A customer signed up with an emoji in their display name, and the row saved with everything after the emoji chopped off. No error in the log. The column was utf8, and in MySQL utf8 has never been real UTF-8.
utf8 is a three-byte lie
MySQL's utf8 is an alias for utf8mb3: at most three bytes per character. It covers the Basic Multilingual Plane and stops there. Emoji, many CJK extension characters, and a pile of modern symbols are four bytes, and they do not fit.
What happens when a four-byte character lands in a utf8mb3 column depends on your SQL mode. In strict mode you get Incorrect string value: '\xF0\x9F...'. Without it, MySQL silently truncates the string at the offending byte and saves the rest. The second case is the dangerous one: no error, partial data, found weeks later in a support queue.
utf8mb4 is the fix. It is actual UTF-8, up to four bytes per character. New Magento installs use it. Plenty of stores set up years ago are still on utf8mb3 and inherit every one of these bugs.

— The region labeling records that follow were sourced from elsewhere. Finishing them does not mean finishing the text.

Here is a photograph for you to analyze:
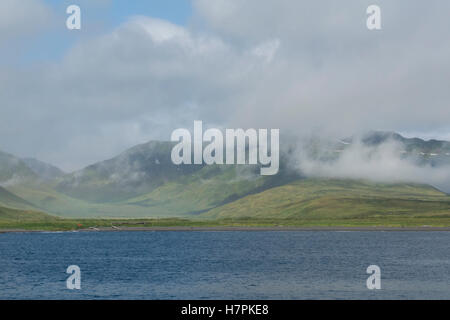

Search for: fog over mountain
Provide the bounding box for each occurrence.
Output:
[0,0,450,178]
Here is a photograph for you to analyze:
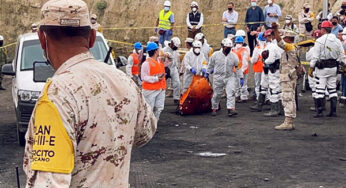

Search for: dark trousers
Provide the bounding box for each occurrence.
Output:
[247,32,257,56]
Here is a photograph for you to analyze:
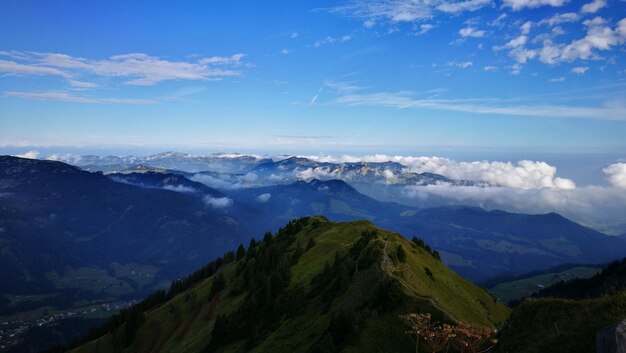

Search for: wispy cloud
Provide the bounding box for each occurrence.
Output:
[4,91,156,104]
[331,0,493,27]
[580,0,606,13]
[332,92,626,120]
[504,0,567,11]
[459,27,485,38]
[313,34,352,48]
[0,52,244,86]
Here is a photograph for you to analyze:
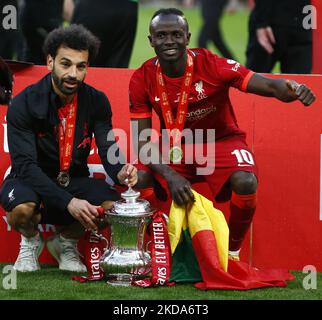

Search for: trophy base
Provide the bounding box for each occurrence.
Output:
[106,273,139,287]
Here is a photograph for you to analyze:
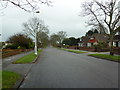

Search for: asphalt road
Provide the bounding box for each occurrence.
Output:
[20,47,118,88]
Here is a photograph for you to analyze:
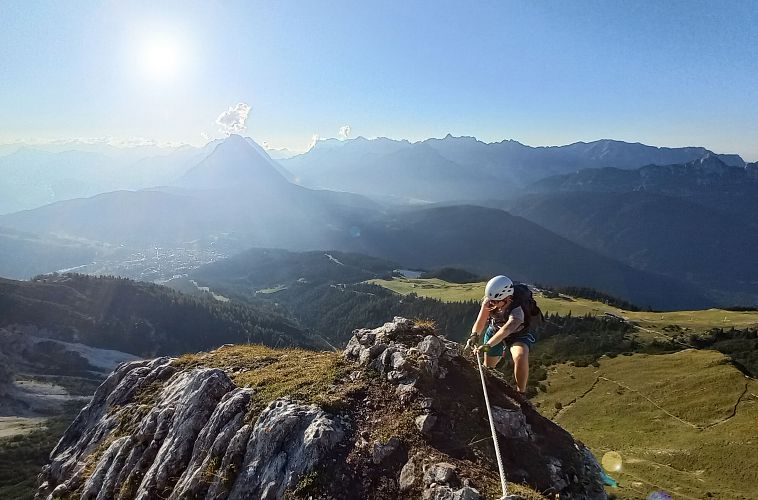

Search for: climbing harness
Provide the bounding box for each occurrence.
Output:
[476,354,514,500]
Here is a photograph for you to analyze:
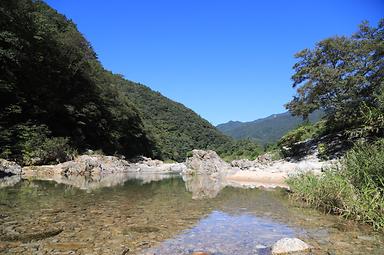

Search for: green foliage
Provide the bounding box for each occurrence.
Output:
[278,121,324,147]
[216,139,263,161]
[0,0,153,164]
[287,140,384,230]
[217,111,324,146]
[286,20,384,136]
[0,123,76,165]
[114,75,232,161]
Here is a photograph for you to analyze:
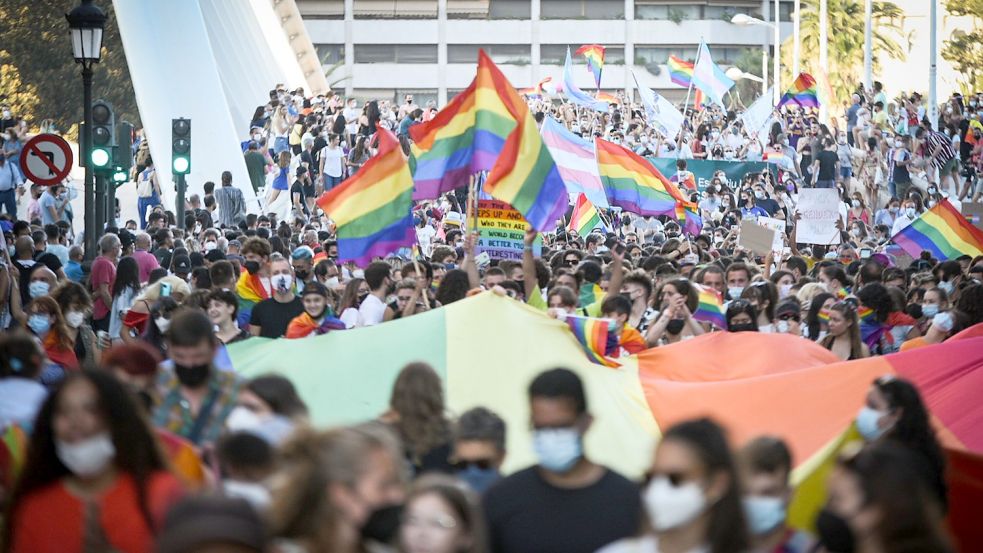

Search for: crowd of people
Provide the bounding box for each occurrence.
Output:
[0,74,983,553]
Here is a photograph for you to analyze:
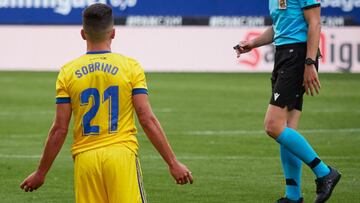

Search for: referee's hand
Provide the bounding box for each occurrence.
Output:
[303,64,321,96]
[169,161,194,185]
[233,41,252,58]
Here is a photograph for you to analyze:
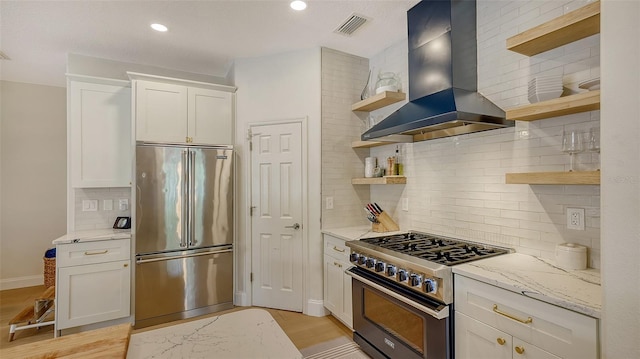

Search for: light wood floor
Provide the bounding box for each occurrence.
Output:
[0,286,352,349]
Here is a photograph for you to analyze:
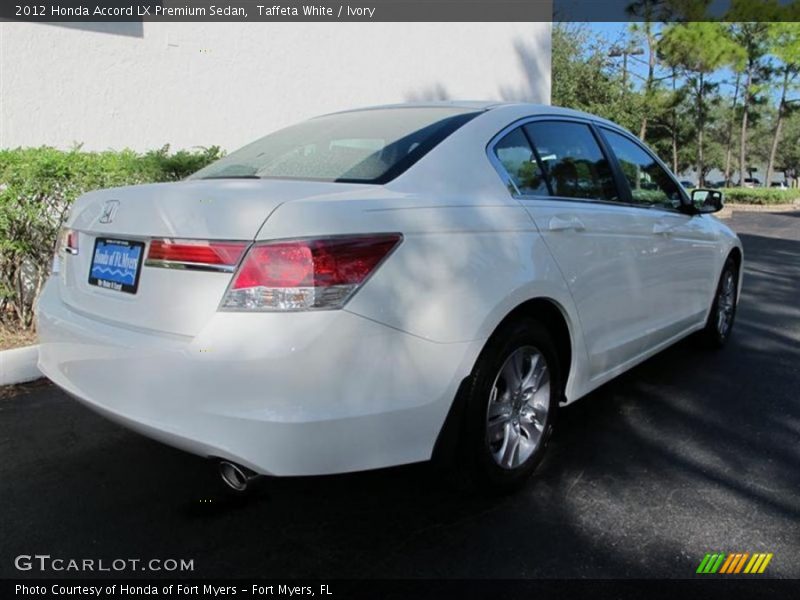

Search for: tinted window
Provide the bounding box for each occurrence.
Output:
[525,121,619,200]
[192,107,479,183]
[603,129,681,207]
[494,128,550,195]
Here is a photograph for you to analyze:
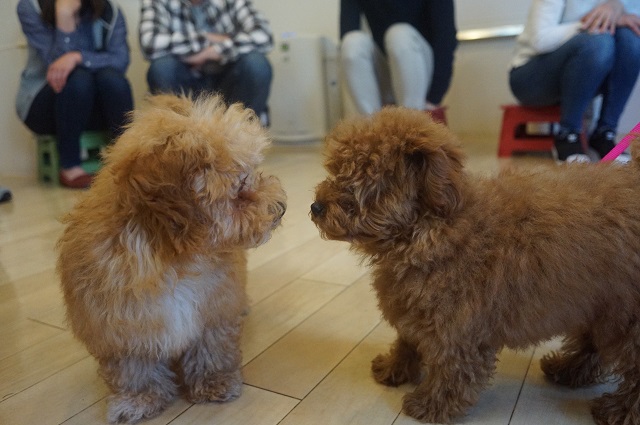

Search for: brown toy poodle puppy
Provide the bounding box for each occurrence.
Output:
[311,108,640,425]
[58,95,286,423]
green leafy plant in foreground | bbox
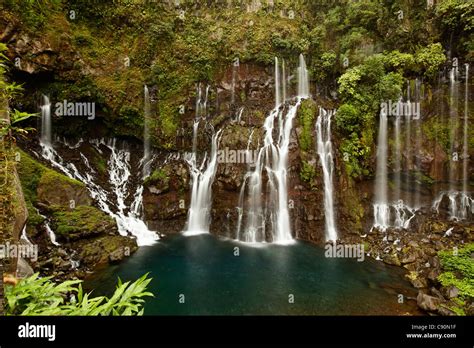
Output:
[438,243,474,299]
[5,273,153,316]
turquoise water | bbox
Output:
[85,234,419,315]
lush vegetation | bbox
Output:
[5,274,153,316]
[0,0,466,156]
[438,243,474,315]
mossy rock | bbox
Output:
[52,205,117,241]
[37,170,92,207]
[72,236,138,268]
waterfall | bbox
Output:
[235,129,254,240]
[394,115,402,202]
[241,102,301,244]
[237,55,309,244]
[316,108,337,241]
[275,57,281,108]
[298,54,310,98]
[40,95,54,160]
[460,64,474,219]
[281,59,286,103]
[374,110,390,231]
[142,85,151,178]
[185,129,221,236]
[40,95,52,146]
[20,225,33,245]
[37,139,159,246]
[449,67,459,196]
[432,64,474,221]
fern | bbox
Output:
[5,274,153,316]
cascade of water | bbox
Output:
[40,95,54,159]
[281,59,286,103]
[374,110,390,231]
[275,57,281,108]
[394,115,402,202]
[230,62,239,105]
[142,85,151,178]
[185,127,221,235]
[449,67,459,197]
[237,55,309,244]
[40,95,52,145]
[461,64,474,219]
[20,225,33,245]
[37,139,159,246]
[298,54,310,98]
[432,191,474,221]
[413,78,422,208]
[316,108,337,242]
[235,129,254,240]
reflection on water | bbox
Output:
[85,234,420,315]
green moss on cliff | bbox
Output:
[298,99,317,151]
[17,149,84,227]
[51,205,116,239]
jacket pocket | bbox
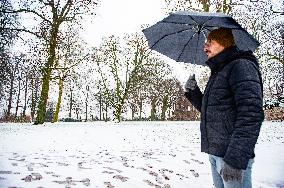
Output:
[225,112,235,136]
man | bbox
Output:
[185,28,264,188]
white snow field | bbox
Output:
[0,122,284,188]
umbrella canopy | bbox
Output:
[143,11,259,65]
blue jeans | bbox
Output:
[209,155,254,188]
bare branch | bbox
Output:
[3,9,51,24]
[2,28,47,40]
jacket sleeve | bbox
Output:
[185,87,203,112]
[224,59,264,170]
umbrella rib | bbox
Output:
[177,33,196,61]
[151,29,189,48]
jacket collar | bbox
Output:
[205,46,240,73]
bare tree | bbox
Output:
[95,34,154,121]
[4,0,97,124]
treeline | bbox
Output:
[0,0,284,124]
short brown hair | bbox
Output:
[207,27,235,48]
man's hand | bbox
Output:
[220,162,242,182]
[184,75,197,92]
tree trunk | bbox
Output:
[151,98,156,121]
[161,95,169,121]
[53,78,64,122]
[34,68,51,125]
[85,90,89,122]
[99,92,102,121]
[15,79,21,117]
[7,75,14,118]
[34,25,59,125]
[139,101,143,121]
[22,75,29,117]
[69,89,73,118]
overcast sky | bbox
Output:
[84,0,165,45]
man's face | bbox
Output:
[203,40,225,59]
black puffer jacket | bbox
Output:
[185,47,264,169]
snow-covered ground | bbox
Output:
[0,122,284,188]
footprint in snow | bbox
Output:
[113,175,129,182]
[21,173,42,182]
[104,182,114,188]
[190,170,199,178]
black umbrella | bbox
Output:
[143,11,259,65]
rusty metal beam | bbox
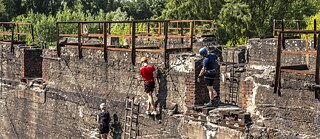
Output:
[315,34,320,99]
[103,23,108,62]
[11,24,15,52]
[56,22,61,57]
[164,22,169,68]
[313,19,317,49]
[78,22,82,59]
[189,21,194,49]
[131,21,136,65]
[273,33,283,93]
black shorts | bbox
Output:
[144,82,155,93]
[205,78,214,86]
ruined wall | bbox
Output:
[242,39,320,139]
[0,40,218,138]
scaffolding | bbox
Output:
[274,19,320,99]
[0,22,34,52]
[56,20,215,67]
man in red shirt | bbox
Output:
[140,57,157,115]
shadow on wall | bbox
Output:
[111,114,122,139]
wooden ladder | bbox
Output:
[123,98,140,139]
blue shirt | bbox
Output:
[203,53,217,70]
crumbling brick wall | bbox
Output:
[0,39,219,138]
[242,39,320,138]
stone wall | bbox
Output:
[242,39,320,139]
[0,41,218,138]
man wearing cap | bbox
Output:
[140,57,157,115]
[198,47,220,106]
[97,103,111,139]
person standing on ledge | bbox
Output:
[140,57,157,115]
[97,103,111,139]
[198,47,220,107]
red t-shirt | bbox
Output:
[140,65,156,82]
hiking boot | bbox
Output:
[213,97,221,106]
[204,102,213,107]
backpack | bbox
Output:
[99,112,110,131]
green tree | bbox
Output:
[242,0,319,37]
[0,0,6,18]
[161,0,224,19]
[219,0,251,46]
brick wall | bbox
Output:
[0,39,224,138]
[242,39,320,138]
[241,80,253,111]
[21,48,42,78]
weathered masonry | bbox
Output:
[0,20,320,139]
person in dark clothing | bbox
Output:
[140,57,157,115]
[97,103,111,139]
[198,47,220,106]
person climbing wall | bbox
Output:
[97,103,111,139]
[140,57,157,115]
[198,47,220,107]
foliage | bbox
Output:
[0,0,320,45]
[161,0,224,19]
[219,0,251,46]
[13,1,128,44]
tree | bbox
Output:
[0,0,6,18]
[219,0,251,46]
[161,0,224,19]
[242,0,319,37]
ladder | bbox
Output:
[123,98,140,139]
[225,50,241,105]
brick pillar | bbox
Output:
[185,59,220,106]
[241,80,253,111]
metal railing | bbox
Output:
[56,20,214,65]
[0,22,34,51]
[274,19,320,99]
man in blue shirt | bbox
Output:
[198,47,220,106]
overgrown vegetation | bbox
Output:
[0,0,320,46]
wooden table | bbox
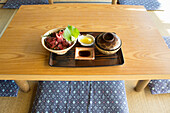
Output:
[0,4,170,92]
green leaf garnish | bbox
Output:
[63,25,80,41]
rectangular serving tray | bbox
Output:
[49,32,124,67]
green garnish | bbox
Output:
[63,25,80,42]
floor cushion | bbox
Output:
[32,81,129,113]
[119,0,161,10]
[3,0,49,9]
[0,80,19,97]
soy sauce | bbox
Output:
[79,51,90,57]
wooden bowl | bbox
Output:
[41,28,77,55]
[95,33,122,55]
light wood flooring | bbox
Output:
[0,5,170,113]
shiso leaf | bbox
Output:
[63,25,80,41]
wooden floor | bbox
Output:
[0,2,170,113]
[0,81,170,113]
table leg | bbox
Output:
[15,80,30,93]
[112,0,117,4]
[135,80,150,92]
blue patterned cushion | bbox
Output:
[0,80,19,97]
[119,0,161,10]
[149,80,170,94]
[32,81,129,113]
[3,0,49,9]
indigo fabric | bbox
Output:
[0,80,19,97]
[3,0,49,9]
[119,0,161,10]
[149,80,170,94]
[32,81,129,113]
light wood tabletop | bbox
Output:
[0,4,170,92]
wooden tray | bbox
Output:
[49,32,124,67]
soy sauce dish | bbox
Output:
[78,34,95,46]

The migration looks like one line. It isn't.
The naive version:
ALTER TABLE customer_entity CONVERT TO CHARACTER SET utf8mb4 COLLATE utf8mb4_unicode_ci;Run that across a real Magento schema and you hit this fast:
ERROR 1071 (42000): Specified key was too long; max key length is 767 bytesAn index on a VARCHAR column is sized in bytes, and MySQL budgets for the widest possible character. Under utf8mb3, VARCHAR(255) costs 255 x 3 = 765 bytes, just under the old 767-byte limit. Under utf8mb4 the same column wants 255 x 4 = 1020 bytes, and the index is rejected.
Two ways out, and which one you need depends on your MySQL version:
- MySQL 5.7 with
innodb_large_prefixenabled, or MySQL 8.0 (where it is the default): the index limit is 3072 bytes onDYNAMICorCOMPRESSEDrow format. Most columns just work. This is where you want to be. - Older or misconfigured servers still capped at 767 bytes: indexed string columns have to drop to 191 characters (191 x 4 = 764 bytes) or index a prefix. 191 isn't magic, it is just the largest count that still fits.
Check the row format before you start:
SHOW TABLE STATUS WHERE Name = 'customer_entity';The column is only half of it
Converting the column does nothing if the application still talks to the database as utf8mb3. Character set is negotiated on the connection. If the client opens with SET NAMES utf8, a four-byte character is mangled in transit before it ever reaches your new utf8mb4 column.
So the migration is three coordinated changes, not one:
- Database and tables:
ALTER ... CONVERT TO CHARACTER SET utf8mb4.CONVERT TOrewrites the table and converts existing data, not just the default for new rows. - Server defaults in
my.cnf(character-set-server,collation-server), so new tables are born correct. - The application connection charset, so reads and writes negotiate
utf8mb4end to end.
Miss the third and you will swear the migration worked from the mysql CLI while the storefront keeps corrupting data.
Two things that bite mid-migration
CONVERT TO is a full table rewrite. On a large sales_order or catalog_product_entity_varchar table that means a long lock. Do it in a maintenance window, or run it through pt-online-schema-change or gh-ost so the table stays writable.
Collations have to match across joins. Convert some tables and not others and the next query that joins them throws Illegal mix of collations. Pick one collation, apply it everywhere, and don't leave half the schema on the server default. utf8mb4_unicode_ci is a safe, widely compatible choice.
The lesson isn't really about Magento
This is a MySQL story, not a Magento one. Any application sitting on utf8mb3 carries the same latent bug and the same three-part fix. Magento just surfaces it early, because catalogs and customer data are full of exactly the international text and emoji that four bytes were invented for.
If you are still on utf8, you don't have a Unicode-safe store. You have one that hasn't met the wrong character yet.